JS: add query js/useless-regexp-character-escape #2001

ghost · 2019-09-23T13:57:59Z

This adds a variant of https://eslint.org/docs/rules/no-useless-escape that focuses on semantic mistakes in regular expression strings. Unlike the eslint query, you want to fix most of these alerts immediately, and not just some rainy day.

The dual of this query, which flags the truly useless escapes in strings and regular expressions can be seen in javascript/ql/test/query-tests/Security/CWE-020/UselessCharacterEscape.ql.

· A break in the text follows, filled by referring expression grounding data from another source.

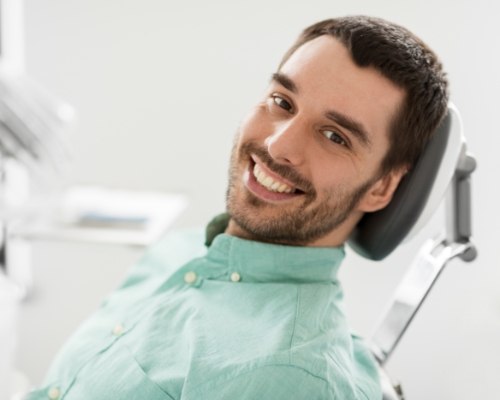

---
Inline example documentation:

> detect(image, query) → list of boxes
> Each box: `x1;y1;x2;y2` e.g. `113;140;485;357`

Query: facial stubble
225;137;377;246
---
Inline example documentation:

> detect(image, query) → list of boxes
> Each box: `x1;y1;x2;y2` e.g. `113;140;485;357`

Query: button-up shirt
26;227;381;399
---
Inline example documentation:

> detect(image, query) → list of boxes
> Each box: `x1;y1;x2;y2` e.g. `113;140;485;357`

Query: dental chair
348;104;477;399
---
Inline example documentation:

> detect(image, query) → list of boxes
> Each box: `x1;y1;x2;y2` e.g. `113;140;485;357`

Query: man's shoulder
185;361;332;399
184;357;380;400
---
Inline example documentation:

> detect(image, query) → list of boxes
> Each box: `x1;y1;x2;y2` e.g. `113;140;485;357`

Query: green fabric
26;226;381;400
204;213;230;246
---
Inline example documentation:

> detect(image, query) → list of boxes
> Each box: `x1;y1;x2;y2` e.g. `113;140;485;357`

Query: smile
243;155;305;202
253;163;296;193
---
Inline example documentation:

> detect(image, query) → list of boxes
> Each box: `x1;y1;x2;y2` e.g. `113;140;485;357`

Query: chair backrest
348;104;466;260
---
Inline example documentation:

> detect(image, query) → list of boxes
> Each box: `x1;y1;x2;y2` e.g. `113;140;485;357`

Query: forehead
279;36;405;147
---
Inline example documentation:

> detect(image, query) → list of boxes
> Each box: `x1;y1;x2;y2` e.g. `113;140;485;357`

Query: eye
322;129;349;147
271;94;293;113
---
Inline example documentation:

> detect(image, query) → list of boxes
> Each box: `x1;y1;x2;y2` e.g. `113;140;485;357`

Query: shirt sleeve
184;364;333;400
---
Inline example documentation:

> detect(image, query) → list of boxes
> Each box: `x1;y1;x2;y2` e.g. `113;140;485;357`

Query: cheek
239;104;270;141
309;155;356;194
313;172;337;195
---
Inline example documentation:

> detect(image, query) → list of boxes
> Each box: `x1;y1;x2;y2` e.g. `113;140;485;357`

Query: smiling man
226;35;408;247
27;16;447;400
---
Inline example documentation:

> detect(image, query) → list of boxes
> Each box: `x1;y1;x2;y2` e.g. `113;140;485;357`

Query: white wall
15;0;500;399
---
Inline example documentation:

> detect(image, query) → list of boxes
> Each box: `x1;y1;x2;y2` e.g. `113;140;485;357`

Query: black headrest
348;108;458;261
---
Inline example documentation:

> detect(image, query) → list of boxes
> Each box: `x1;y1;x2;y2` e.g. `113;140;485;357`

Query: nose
264;117;308;166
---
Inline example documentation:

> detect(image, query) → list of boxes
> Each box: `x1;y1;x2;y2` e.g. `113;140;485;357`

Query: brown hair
279;16;449;174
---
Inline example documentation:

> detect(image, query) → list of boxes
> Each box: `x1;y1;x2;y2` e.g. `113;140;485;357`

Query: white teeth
263;176;273;187
270;182;280;190
253;163;295;193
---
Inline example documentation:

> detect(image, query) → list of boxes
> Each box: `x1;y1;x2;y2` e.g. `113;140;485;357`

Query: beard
225;139;377;246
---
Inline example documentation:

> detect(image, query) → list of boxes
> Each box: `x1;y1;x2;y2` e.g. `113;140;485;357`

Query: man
27;16;447;399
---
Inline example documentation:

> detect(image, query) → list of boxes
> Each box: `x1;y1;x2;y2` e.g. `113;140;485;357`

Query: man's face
226;36;405;247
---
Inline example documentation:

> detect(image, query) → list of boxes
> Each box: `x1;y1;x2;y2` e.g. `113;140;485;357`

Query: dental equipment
348;104;477;399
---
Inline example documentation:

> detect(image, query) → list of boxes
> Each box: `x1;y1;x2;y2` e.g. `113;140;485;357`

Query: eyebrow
271;72;298;93
271;72;371;148
325;110;371;148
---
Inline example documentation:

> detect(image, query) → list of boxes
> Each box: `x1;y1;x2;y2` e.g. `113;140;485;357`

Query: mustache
239;141;315;195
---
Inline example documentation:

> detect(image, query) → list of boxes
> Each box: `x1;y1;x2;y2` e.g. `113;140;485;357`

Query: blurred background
5;0;499;398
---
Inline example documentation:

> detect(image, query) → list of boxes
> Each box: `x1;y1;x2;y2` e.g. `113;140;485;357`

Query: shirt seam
184;362;332;397
288;285;301;363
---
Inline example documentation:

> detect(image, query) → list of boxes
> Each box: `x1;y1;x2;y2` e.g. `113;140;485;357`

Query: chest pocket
74;344;175;400
28;344;176;400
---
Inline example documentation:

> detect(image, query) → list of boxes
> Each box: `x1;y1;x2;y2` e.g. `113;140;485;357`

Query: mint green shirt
26;228;381;399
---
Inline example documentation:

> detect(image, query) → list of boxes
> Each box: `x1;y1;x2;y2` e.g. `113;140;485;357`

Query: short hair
279;16;449;174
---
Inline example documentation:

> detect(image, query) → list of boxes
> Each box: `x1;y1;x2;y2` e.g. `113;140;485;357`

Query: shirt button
230;272;241;282
112;323;124;336
48;386;60;399
184;271;197;284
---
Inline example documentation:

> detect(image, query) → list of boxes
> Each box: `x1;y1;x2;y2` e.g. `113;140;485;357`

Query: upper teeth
253;163;295;193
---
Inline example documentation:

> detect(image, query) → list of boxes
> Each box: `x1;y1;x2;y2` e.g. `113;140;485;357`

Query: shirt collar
204;214;345;284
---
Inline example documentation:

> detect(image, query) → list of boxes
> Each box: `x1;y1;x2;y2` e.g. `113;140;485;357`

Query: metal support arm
370;151;477;400
370;150;477;366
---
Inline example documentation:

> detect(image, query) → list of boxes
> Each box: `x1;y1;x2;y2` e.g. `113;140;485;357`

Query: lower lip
243;162;302;202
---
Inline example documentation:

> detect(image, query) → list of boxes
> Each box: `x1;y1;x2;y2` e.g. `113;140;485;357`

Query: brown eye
272;95;293;112
323;130;348;147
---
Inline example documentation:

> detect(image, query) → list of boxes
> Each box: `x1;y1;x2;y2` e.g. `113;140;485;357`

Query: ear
358;167;408;213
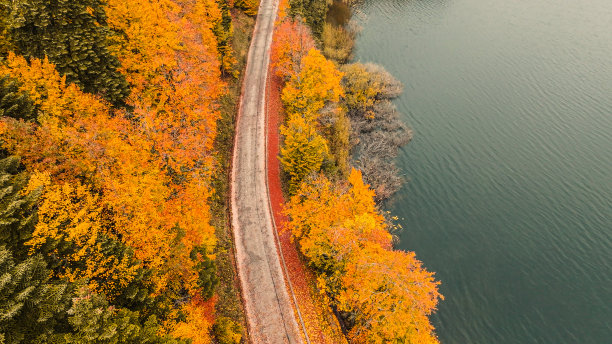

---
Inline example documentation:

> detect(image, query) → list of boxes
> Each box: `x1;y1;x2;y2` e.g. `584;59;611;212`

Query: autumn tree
284;170;390;263
2;0;129;106
270;19;315;80
281;48;344;120
0;51;218;297
278;48;345;188
283;170;390;294
340;244;441;344
284;170;441;343
172;298;215;344
1;1;230;341
280;115;329;193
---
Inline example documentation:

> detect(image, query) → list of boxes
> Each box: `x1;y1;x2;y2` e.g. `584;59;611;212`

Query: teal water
353;0;612;342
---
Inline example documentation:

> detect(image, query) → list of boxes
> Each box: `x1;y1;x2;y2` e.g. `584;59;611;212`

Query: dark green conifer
3;0;129;106
0;156;39;259
0;2;12;55
0;246;73;344
191;246;218;299
61;287;188;344
0;75;37;122
213;0;234;75
94;235;157;313
288;0;328;38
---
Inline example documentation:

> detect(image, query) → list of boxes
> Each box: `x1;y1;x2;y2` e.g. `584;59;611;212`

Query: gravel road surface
230;0;303;342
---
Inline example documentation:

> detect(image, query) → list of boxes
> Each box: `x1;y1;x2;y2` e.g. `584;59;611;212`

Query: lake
353;0;612;342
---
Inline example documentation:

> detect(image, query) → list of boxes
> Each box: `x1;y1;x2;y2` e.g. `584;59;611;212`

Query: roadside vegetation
0;0;253;342
273;0;442;342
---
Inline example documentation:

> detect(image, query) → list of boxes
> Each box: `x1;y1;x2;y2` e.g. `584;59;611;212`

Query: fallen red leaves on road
266;66;347;344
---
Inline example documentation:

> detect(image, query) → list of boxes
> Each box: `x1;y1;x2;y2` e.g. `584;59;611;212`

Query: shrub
321;23;355;63
213;317;243;344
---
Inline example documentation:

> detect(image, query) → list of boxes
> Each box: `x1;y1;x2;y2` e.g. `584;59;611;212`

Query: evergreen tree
3;0;129;106
0;246;73;344
288;0;328;39
94;235;157;313
0;75;37;121
190;246;218;300
0;156;39;259
0;2;12;55
59;287;188;344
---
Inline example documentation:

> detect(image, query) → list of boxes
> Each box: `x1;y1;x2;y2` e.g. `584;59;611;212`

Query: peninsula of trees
272;0;442;342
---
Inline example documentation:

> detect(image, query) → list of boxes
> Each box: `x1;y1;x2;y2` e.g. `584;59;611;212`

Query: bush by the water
341;63;411;202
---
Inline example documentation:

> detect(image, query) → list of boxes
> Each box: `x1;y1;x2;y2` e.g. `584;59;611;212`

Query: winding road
229;0;303;342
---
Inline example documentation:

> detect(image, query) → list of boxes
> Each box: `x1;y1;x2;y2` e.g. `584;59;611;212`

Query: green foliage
58;287;187;344
212;316;242;344
0;75;37;122
91;236;157;313
321;23;354;63
0;246;73;344
2;0;129;106
234;0;259;16
213;0;237;76
319;108;350;177
288;0;328;38
190;246;218;300
0;156;39;259
0;2;12;56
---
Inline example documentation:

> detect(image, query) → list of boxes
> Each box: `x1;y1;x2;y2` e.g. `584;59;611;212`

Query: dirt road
229;0;303;342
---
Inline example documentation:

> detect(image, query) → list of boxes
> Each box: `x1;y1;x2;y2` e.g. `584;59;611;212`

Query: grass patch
211;9;255;341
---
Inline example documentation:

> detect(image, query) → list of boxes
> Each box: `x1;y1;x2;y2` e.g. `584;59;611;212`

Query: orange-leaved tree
0;51;215;294
104;0;224;290
340;243;442;344
284;170;441;343
271;19;315;80
278;48;344;190
283;170;391;293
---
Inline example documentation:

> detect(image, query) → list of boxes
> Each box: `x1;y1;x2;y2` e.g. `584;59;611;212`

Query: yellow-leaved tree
280;115;329;193
284;170;442;343
340;243;441;344
25;172;141;297
281;48;344;120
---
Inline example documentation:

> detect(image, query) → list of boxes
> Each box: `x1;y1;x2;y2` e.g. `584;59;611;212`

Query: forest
0;0;440;343
0;0;257;342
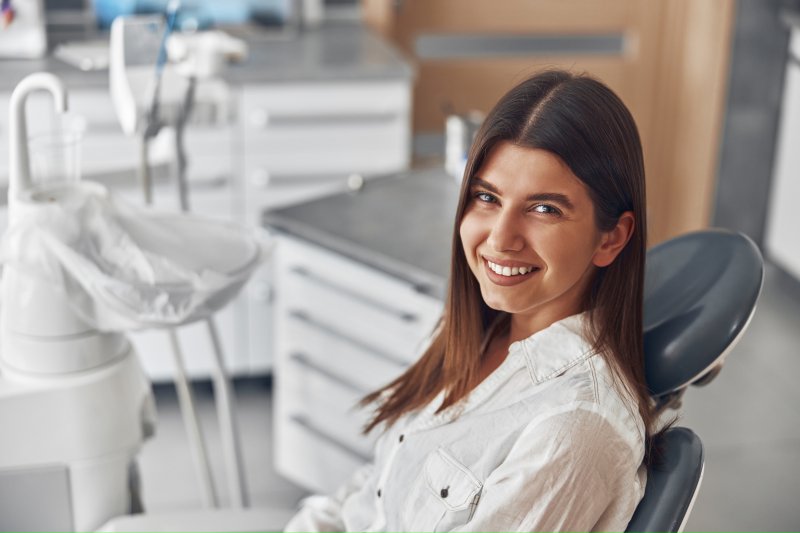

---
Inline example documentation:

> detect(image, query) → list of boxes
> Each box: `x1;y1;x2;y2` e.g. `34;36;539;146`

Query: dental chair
102;229;764;532
625;229;764;532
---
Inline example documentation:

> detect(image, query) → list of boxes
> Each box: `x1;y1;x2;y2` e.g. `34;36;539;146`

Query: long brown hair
361;70;659;463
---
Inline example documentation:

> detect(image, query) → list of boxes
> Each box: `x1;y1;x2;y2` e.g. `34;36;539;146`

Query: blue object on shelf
93;0;288;29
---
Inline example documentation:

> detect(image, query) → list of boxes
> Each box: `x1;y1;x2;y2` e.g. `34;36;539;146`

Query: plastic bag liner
0;182;271;331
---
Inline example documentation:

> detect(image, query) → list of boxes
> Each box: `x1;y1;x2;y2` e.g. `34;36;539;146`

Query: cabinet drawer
244;139;407;177
278;250;441;364
284;309;407;392
242;81;410;128
244;115;406;155
241;81;411;179
275;236;442;357
281;354;376;458
275;415;367;494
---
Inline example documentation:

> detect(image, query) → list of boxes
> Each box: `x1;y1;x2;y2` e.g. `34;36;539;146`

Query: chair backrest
625;427;704;532
625;229;763;533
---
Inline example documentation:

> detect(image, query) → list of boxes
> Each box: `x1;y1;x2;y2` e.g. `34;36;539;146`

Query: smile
487;260;534;276
483;257;539;285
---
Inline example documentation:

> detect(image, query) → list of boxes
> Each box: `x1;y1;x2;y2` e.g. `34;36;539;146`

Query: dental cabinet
265;169;455;492
0;24;413;380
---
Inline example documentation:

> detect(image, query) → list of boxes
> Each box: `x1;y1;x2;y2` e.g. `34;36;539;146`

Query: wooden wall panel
413;59;628;131
651;0;736;240
363;0;735;244
365;0;635;41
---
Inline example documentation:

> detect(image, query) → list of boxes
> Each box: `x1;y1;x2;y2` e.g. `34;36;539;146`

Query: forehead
475;142;590;198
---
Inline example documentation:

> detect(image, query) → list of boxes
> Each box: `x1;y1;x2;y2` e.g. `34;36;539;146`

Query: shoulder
538;355;646;464
520;315;645;451
511;384;643;480
514;315;646;461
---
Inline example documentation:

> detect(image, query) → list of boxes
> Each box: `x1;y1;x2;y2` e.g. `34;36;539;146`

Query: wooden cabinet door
363;0;735;244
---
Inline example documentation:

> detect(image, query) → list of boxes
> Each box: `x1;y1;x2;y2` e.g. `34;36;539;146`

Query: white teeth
486;261;534;277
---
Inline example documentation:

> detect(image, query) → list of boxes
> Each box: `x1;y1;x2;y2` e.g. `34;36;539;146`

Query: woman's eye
532;204;561;216
475;191;497;203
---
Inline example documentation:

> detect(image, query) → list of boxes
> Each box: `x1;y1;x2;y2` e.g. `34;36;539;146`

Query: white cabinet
272;234;442;493
240;80;411;215
241;79;412;375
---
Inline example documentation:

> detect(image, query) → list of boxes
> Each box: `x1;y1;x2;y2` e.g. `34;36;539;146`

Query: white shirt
285;314;647;532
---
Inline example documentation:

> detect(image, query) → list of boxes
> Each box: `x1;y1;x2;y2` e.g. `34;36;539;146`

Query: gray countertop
0;23;413;92
263;168;460;300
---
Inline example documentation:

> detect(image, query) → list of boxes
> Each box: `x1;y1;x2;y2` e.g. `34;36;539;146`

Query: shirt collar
511;312;596;384
406;313;595;433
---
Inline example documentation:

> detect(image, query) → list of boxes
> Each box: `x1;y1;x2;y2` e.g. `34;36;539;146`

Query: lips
482;256;540;286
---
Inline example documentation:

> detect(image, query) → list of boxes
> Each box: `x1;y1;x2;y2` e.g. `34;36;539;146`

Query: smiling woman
285;70;656;533
461;144;634;336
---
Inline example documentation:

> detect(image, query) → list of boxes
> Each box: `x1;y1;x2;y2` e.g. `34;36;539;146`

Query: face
459;142;628;337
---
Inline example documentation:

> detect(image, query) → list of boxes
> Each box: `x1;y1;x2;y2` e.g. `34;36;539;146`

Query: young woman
285;69;657;532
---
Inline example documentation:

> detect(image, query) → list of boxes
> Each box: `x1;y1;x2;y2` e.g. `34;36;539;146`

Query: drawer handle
290;352;367;395
251;172;362;187
251;112;397;128
289;310;409;368
290;415;371;462
290;266;419;323
191;175;230;190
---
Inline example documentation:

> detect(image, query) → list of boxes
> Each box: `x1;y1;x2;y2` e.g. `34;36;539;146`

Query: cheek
459;213;481;258
538;230;599;272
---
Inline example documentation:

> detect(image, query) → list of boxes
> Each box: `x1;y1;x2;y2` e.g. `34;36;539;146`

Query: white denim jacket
285;314;647;532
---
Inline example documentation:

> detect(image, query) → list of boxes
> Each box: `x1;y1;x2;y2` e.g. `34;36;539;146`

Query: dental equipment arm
140;0;180;205
110;10;249;510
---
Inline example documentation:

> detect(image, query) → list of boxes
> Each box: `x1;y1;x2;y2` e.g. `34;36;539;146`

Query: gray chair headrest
643;229;763;397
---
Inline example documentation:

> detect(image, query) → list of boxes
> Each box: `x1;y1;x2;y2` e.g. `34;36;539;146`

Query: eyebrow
470;177;576;210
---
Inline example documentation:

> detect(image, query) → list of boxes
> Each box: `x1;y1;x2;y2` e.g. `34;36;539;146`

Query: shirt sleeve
283;461;374;532
454;406;643;533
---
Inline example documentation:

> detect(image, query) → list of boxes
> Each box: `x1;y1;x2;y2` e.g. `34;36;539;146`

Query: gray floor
138;261;800;531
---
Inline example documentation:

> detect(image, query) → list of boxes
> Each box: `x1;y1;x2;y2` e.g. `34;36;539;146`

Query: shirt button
440;487;449;498
377;489;382;498
398;434;404;443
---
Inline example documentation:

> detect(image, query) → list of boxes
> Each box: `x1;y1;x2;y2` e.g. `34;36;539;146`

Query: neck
509;311;560;344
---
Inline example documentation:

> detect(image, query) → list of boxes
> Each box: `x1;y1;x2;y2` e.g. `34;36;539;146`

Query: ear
592;211;635;267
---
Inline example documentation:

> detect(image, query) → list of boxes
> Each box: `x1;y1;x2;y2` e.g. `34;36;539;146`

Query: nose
487;208;524;252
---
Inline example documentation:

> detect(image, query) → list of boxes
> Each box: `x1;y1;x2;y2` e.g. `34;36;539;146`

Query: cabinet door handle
290;415;371;462
250;108;270;128
290;265;419;323
289;310;409;367
250;168;271;188
290;352;366;394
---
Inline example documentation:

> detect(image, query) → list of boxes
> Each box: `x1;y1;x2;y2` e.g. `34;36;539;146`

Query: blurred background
1;0;799;530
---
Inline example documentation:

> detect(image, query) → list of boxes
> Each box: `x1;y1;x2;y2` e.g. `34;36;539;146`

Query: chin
479;289;526;314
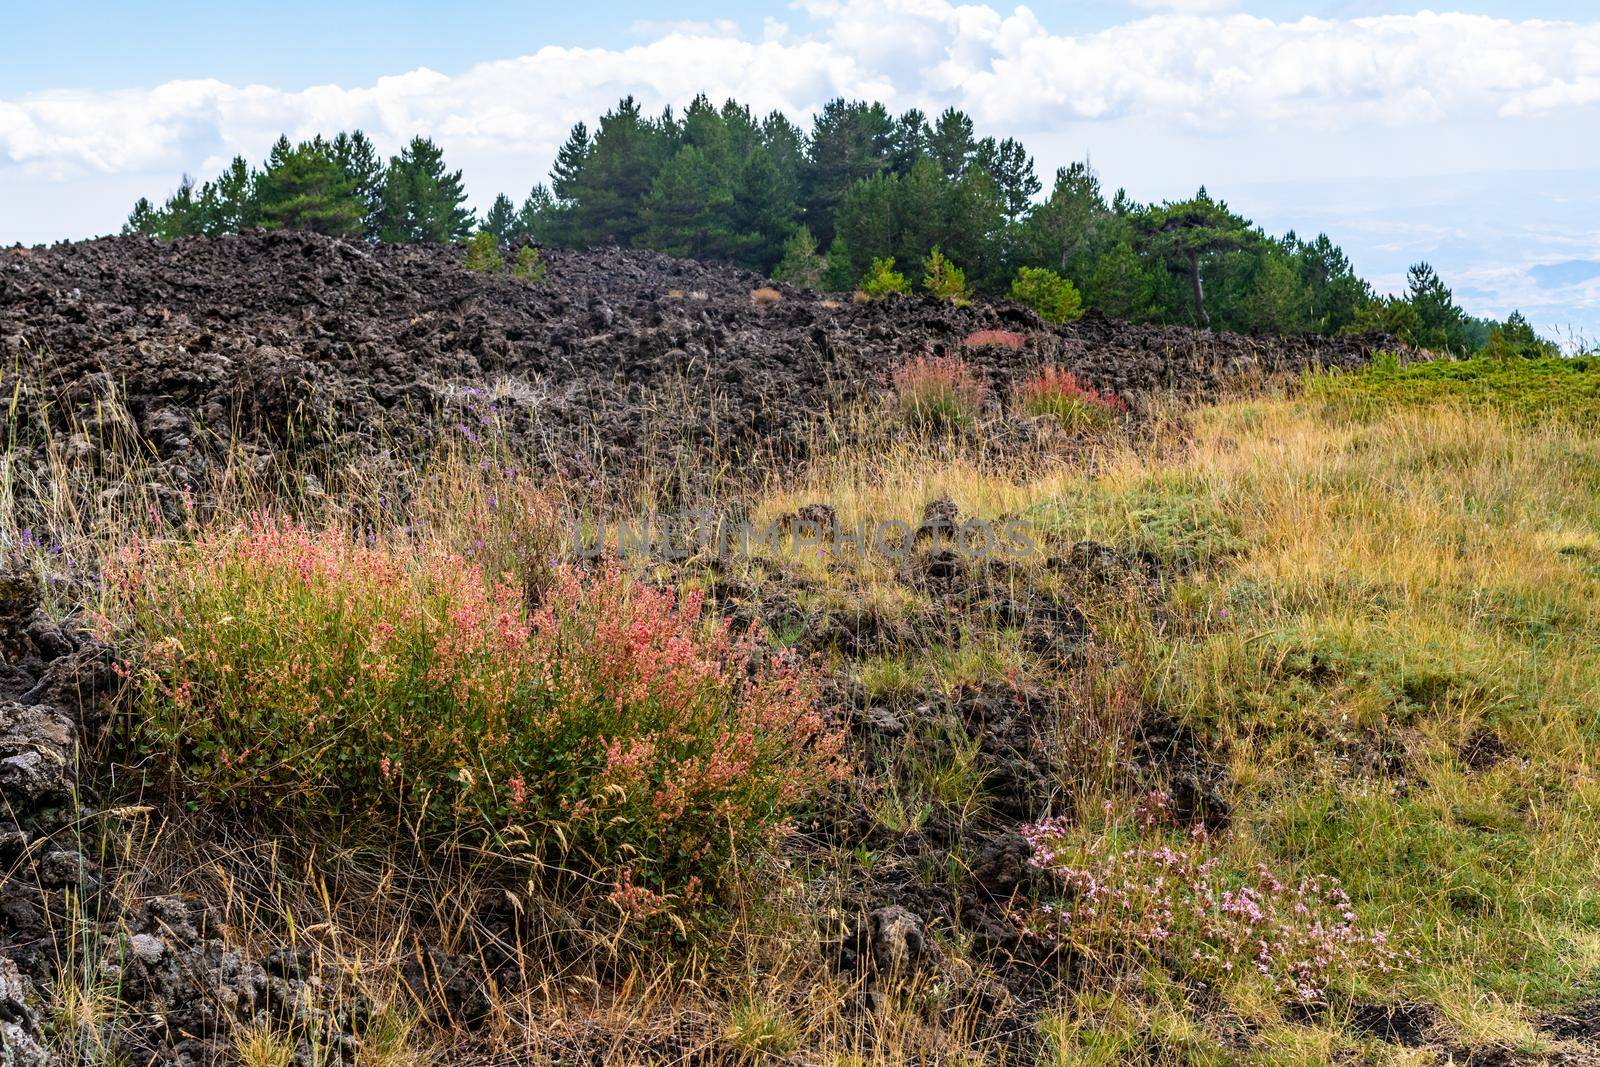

Productising this as a query is trivial, but evaluations show that it is going to be very noisy with semantic TPs that does not really need fixing.

The alert part of this PR contains a verbose use of newtype, as it improves the comprehensiveness of the alert messages significantly when the exact bad escape is highlighted rather than the entire source string. See https://lgtm.com/query/7716308191347971287/ for some example alert renderings for ace, vscode and codemirror. One semantic drawback of this UI improvement is that each mistake counts as one alert, as seen for example in the alerts for vscode.

Performance is fine, the overhead is negligble when evaluating the query with the three other CWE-20 queries (IncompleteHostnameRegExp.ql, IncompleteUrlSubstringSanitization.ql, MissingRegExpAnchor.ql). Crucially, CharacterEscapes::getAnEscapedCharacter is in fact so fast that we can easily afford to run it on all default.slugs source code strings, paving the way for a productised UselessCharacterEscape.ql if we want it one day.

Results are plentiful. Although some of the alerts are benign in the style of https://eslint.org/docs/rules/no-useless-escape, in particular because we do not attempt to distinguish the two different mistakes in new RegExp("\\.") and new RegExp("[\\.]").

asger-semmle

Excellent query overall! Very nice results.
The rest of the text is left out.